Pourquoi la Cour générale a-t-elle annulé la décision en 2020 ?

La Cour générale a jugé que la Commission n'avait pas prouvé son affaire au niveau requis. Sur la ligne principale, la Cour générale a accepté que les sièges sociaux, même sans employés, auraient pu être traités comme les contrôleurs des licences de propriété intellectuelle en vertu de l'autorité formelle du conseil. Sur la ligne subsidiaire, elle a jugé que les critiques méthodologiques étaient insuffisamment démontrées. Le jugement de la Cour de justice 2024 a constaté que ces deux conclusions contenaient des erreurs de droit : la Cour générale avait appliqué une norme trop stricte à la ligne principale de la Commission et avait incorrectement rejeté les conclusions subsidiaires.

Cela affecte-t-il d'autres multinationales avec des opérations irlandaises ?

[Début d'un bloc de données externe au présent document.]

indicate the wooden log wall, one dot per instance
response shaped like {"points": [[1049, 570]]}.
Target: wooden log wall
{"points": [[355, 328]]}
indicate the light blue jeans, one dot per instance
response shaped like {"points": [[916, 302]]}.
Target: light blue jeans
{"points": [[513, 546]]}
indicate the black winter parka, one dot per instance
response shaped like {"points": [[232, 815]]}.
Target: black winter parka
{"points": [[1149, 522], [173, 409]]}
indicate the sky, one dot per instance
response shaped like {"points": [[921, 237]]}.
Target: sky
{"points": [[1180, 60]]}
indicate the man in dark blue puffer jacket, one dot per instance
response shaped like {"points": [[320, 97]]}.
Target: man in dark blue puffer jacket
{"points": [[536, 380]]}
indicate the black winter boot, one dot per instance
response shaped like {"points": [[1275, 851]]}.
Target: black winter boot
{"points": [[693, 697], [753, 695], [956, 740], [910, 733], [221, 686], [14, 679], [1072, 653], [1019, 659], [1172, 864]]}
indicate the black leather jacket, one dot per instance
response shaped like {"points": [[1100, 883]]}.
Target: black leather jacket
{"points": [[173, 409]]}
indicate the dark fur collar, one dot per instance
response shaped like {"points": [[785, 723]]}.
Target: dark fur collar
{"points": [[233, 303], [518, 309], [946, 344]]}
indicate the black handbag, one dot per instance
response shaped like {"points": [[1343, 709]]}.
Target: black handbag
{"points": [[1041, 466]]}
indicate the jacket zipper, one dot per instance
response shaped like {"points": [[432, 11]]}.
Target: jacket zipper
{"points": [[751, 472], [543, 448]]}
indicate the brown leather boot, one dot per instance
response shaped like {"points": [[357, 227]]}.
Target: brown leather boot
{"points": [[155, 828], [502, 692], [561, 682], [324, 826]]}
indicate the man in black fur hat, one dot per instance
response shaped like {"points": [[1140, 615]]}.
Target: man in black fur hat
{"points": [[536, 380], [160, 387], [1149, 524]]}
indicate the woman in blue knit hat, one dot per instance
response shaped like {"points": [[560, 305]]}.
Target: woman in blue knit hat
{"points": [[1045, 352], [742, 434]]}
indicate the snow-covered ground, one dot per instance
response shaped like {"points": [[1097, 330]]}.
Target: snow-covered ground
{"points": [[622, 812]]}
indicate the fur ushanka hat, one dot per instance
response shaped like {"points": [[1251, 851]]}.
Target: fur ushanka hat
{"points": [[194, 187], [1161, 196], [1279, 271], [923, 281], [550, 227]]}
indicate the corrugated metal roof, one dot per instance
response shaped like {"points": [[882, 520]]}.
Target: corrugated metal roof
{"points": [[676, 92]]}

La décision ne concerne qu'ASI et AOE et les décisions fiscales anticipées spécifiques qu'elles ont reçues. Le taux d'imposition des sociétés standard irlandais de 12,5 % sur le revenu commercial n'est pas affecté et est largement disponible pour toutes les sociétés opérant en Irlande. L'affaire renforce que les décisions fiscales anticipées doivent être basées sur une substance économique genuine et des méthodes à pleine concurrence, pas sur des allocations négociées à des entités qui n'exercent aucune fonction. Toute multinationale qui détient de la propriété intellectuelle dans une entité irlandaise et achemine les bénéfices par cette entité doit assurer que l'entité a de vrais employés exerçant de vraies fonctions de gestion.

Où puis-je lire la décision complète ?

La décision complète est publiquement disponible sur EUR-Lex en tant que CELEX 32017D1283. La décision originale de la Commission en 2016 a été publiée en tant que C(2016) 5605 final et est également disponible par le registre d'aide d'État de la DG Concurrence sous SA.38373.